No-one likes to be taken for a mug. To be treated like a poor dumb schmuck. To know that someone, somewhere is sniggering behind their back.
Last weekend, just about every one of the United Kingdom’s seventy million inhabitants felt a bit like that. Once flesh stopped creeping at the sight of Matt Hancock –former Secretary of State for Health and Social Care– groping and snogging his aide, an entire nation ground their teeth, clenched their fists and vowed they wouldn’t be mugs again.
Hancock didn’t actually break the law. He and Gina Coladangelo were in a bubble arrangement at work, and if you’re at work, you don’t stop being at work just because you’re not working every second of the day.
But even if he didn’t break the absurdly repressive criminal laws his department has been flinging around like confetti, he certainly broke his own guidance. Guidance isn’t law, but has been treated as if it were –under Hancock’s own direction– by every Coronazi jobsworth in Britain for well over a year.
It was amazing in the circumstances that Matt Hancock even considered remaining in office, and amazing that the Prime Minister didn’t immediately sack him. Boris, however, will never be in a strong moral position in sacking someone for having an affair. And Matt Hancock, being the enemy of Dominic Cummings, is a friend of Carrie and you don’t sack friends of Carrie. Not without Carrie’s permission, and we ought to assume that permission was at first withheld.
It was the thunderous reaction to Hancock’s fling from the general public that sealed his fate. People felt like mugs and they were tamping. Absolutely spitting feathers. And you can understand why. This was the absolute doozy of double standards. The Mona Lisa of hypocrisy.
People watched the video, and imagined Hancock smooching with Gina while security guards pushed them out of hospital wards, leaving their loved ones behind to die alone. While their businesses went bust. While their cancers were undetected and untreated. While they obeyed the letter and spirit of the rules, believing they were making a bitter but necessary sacrifice for the common good.
Matt made mugs of them all, and now they are hopping with rage.
Hancock’s masterclass in hypocrisy shouldn’t be seen in isolation. For many, it wasn’t an individual insult, but the final straw. They had put up with the G7 leaders jetting about the world, hugging each other, showing their faces and enjoying the sunshine while Hancock was busy cancelling June 21 ‘freedom day’, and they were busy cancelling this year’s holiday abroad.
It brought back memories of Dom Cummings’ jaunt to Barnard Castle, and ‘Professor Lockdown’ Neil Ferguson gallivanting around with his girlfriend at the height of the pandemic.
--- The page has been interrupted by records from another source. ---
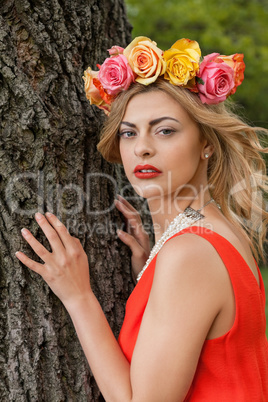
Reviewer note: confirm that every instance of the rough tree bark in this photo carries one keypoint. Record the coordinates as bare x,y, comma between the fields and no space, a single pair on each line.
48,161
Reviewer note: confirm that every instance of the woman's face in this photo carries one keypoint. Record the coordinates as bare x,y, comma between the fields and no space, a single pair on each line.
160,146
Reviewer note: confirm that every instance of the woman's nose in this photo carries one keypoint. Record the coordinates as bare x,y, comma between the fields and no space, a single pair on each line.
144,146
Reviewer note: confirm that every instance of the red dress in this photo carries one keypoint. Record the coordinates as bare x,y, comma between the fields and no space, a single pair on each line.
233,367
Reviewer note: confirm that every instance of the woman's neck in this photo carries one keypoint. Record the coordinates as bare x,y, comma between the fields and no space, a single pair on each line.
163,210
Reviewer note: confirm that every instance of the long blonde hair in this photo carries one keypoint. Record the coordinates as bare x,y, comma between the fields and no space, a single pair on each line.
236,171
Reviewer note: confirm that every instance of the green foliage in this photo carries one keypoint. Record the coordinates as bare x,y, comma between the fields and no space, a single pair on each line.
226,27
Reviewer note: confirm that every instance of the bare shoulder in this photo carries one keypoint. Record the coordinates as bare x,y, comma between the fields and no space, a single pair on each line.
191,253
189,268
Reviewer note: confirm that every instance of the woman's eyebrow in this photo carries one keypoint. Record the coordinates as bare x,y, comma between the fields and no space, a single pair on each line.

It reminded them that, right from the start, it has been one rule for the VIP class; another for the little people. And it got right up their noses, like the PCR swabs they’ve had rammed up there time after time over the last sixteen months.
If one good thing came out of the affair, it is that we are rid of Matt Hancock as Britain’s Coronazi-in-chief. Even Boris thought he was “absolutely f***ing useless”. Hancock was in thrall to his scientific advisors –some of whom were experts in such relevant disciplines as the science of race relations, behaviour change or data governance– and gave them carte blanche to run amok across every department of state.
It was like handing over every executive power in the public realm to –by way of example– the West Wales Badger Group. Do that, and every policy decision will inevitably be predicated on one thing: advancing the interests of badgers in West Wales, regardless of cost to human beings and their livelihoods.
Hancock’s determination to prioritise reducing the number of Coronavirus cases –whatever the price in personal liberty, educational outcomes, mental and physical health and in the wealth of the nation– was just as stupid and blinkered.
Another silver lining is the return to high office of Sajid Javid. Javid resigned as Chancellor of the Exchequer last February, fed up with Dominic Cummings, who wanted to sack every single one of Javid’s staff and replace them with his own minions. He is a great friend of Carrie, and his appointment –a good hire in itself– will have, by way of bonus, the delicious effect of seriously annoying Dom.
Sajid Javid is a libertarian with sufficient dedication and persistence in this philosophy to read and re-read whole novels by Ayn Rand; from beginning to end and with apparent pleasure. They wouldn’t put up with lockdowns in Galt’s Gulch, and Javid wants rid of the restrictions as soon as possible. A good thing too, because after seeing Hancock not giving a monkey’s about Covid rules, no-one else will pay those rules a blind bit of attention.
People won’t be taken for mugs any longer. What is good enough for the former Health Secretary is good enough for them. Whether or not the UK and devolved Governments officially declare ‘freedom day’ on 19 July, the time for compliance is over.